The USA has reintroduced tariffs on low-cost solar imports from Asia following the end of a two-year moratorium on Thursday.

The reimplementation of these tariffs, which primarily affect Chinese-affiliated solar products exported from Southeast Asia, is seen as a crucial step in supporting US manufacturers, according to an analyst from Business Insider.

Mike Carr, Executive Director of the Solar Energy Manufacturers of America, stated that the end of the moratorium should help stabilise prices, benefiting developers, producers, and the entire market. He emphasised that this stability is essential for the industry.

In 2023, the Department of Commerce discovered that Chinese solar products were entering the US without duties, despite existing tariffs on Chinese imports. Chinese producers circumvented these tariffs by routing their products through Southeast Asia, which traded freely with the US.

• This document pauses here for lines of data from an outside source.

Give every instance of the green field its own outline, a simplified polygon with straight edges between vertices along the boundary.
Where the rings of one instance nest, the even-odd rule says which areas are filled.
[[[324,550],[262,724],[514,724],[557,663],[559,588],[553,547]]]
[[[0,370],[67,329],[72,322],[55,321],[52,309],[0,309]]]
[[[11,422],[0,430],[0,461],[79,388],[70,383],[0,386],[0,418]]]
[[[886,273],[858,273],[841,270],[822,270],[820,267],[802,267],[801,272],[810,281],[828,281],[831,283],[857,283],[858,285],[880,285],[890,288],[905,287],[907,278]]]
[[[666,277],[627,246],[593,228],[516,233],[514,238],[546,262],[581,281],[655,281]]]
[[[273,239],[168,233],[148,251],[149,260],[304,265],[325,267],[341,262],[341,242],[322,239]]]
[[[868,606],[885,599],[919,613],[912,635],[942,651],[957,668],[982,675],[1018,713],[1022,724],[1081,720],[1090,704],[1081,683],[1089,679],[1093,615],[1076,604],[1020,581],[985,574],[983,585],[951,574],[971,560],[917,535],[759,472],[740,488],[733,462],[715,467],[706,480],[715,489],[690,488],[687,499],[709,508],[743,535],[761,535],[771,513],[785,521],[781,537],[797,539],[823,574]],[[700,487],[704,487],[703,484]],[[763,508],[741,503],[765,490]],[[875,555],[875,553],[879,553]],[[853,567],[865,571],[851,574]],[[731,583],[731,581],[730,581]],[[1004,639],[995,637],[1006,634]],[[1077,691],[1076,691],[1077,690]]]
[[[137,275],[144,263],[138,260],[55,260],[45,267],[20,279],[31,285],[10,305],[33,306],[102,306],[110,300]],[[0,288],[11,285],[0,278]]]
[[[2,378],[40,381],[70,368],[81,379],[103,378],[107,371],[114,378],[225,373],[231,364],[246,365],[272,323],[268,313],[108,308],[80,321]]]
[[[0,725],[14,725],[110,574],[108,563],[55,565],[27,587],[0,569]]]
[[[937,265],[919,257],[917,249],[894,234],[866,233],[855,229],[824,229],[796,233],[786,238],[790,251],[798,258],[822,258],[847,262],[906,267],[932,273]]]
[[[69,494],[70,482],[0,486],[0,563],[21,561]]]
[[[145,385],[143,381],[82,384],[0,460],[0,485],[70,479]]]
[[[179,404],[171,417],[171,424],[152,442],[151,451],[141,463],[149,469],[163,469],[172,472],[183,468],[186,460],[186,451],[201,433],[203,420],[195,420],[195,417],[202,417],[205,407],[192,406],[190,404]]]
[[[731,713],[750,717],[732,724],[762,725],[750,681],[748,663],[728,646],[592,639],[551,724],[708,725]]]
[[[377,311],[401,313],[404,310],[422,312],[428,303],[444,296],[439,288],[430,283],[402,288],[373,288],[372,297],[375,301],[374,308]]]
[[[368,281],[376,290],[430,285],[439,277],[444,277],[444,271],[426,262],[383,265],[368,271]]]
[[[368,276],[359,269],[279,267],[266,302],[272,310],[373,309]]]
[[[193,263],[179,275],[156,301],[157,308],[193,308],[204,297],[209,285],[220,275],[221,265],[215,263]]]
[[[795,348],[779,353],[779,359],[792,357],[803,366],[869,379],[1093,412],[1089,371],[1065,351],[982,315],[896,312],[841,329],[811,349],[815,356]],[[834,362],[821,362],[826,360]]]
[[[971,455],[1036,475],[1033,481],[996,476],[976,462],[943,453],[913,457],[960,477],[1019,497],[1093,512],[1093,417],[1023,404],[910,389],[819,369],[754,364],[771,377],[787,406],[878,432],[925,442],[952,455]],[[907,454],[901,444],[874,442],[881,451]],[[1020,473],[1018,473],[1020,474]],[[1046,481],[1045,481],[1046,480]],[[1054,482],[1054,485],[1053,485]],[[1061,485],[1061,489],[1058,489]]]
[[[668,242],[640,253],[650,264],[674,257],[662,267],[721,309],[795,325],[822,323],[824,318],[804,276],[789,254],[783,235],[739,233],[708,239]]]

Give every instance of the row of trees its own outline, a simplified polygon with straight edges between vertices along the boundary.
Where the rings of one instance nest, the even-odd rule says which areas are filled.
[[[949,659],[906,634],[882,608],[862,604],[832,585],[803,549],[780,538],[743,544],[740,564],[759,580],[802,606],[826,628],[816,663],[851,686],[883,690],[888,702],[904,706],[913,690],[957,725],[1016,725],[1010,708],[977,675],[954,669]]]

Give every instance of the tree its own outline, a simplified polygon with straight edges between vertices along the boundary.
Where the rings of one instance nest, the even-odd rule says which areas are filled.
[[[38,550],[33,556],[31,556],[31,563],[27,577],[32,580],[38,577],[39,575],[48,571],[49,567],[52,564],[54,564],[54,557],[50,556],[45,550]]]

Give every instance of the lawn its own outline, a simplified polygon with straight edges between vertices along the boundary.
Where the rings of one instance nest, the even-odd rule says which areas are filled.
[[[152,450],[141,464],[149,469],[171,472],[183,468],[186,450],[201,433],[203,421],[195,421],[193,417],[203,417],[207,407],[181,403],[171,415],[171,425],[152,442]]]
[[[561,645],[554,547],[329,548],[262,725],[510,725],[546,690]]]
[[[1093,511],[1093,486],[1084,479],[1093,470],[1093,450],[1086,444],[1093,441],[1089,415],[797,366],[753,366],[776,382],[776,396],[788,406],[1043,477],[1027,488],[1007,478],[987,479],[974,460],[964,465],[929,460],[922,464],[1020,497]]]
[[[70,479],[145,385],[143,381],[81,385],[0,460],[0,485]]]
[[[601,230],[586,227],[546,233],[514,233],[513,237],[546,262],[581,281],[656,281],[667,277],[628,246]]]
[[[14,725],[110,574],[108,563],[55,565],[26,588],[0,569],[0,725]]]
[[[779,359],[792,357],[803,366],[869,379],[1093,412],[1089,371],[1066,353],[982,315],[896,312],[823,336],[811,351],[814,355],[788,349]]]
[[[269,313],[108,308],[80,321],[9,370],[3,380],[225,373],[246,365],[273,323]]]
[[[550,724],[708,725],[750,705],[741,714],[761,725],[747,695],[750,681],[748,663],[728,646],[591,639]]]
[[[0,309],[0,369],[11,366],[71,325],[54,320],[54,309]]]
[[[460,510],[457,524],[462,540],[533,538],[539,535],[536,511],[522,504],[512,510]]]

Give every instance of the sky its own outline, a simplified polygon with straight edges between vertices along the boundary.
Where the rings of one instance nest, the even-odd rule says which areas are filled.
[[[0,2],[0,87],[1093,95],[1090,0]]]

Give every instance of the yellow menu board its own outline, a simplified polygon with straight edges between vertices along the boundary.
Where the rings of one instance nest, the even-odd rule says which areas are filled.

To address this loophole, the Department of Commerce extended tariffs to these Southeast Asian regions. However, their impact was delayed due to the moratorium, which has now expired.

The moratorium was initially put in place due to White House concerns that tariffs might impede the US energy transition, given the nascent stage of domestic solar production. However, this led to a surge in cheap imports, causing a significant drop in solar prices last year.

Carr explained that Southeast Asian producers continued manufacturing despite halting trade during the Department’s investigation. When the tariff pause took effect, these producers flooded the market with their products, leading to an unprecedented supply glut.

“The volume of imports far exceeded previous levels, overwhelming our markets and creating massive uncertainty around pricing,” Carr said. “This situation led to significant investment challenges as prices continued to fall.”

The oversupply caused global solar panel prices to plummet by half last year, with China driving the surplus. Solar shipments from Southeast Asian producers have remained high, accounting for 87.5% of US module imports in the first quarter, according to S&P Global.

Carr suggested that the tariffs could help reduce market volatility and encourage investment in the sector.

David Feldman of the National Renewable Energy Laboratory mentioned additional positive developments for the domestic industry, including upcoming guidance on tax credits from the Inflation Reduction Act and trade adjustments to enhance US competitiveness.

Following the end of the moratorium, two major Chinese solar companies announced suspensions at their Southeast Asian facilities, as analysts predict a slowdown in import volumes, Reuters reported.

Meanwhile, US producers are advocating for more protections, with a coalition of manufacturers urging the Commerce Department to impose additional tariffs.

Carr indicated that the tariffs might lead to a 25%-30% price correction for solar modules, benefiting US producers. However, he noted that pricing should not be the primary metric for measuring the industry’s performance, as other factors drive solar deployment.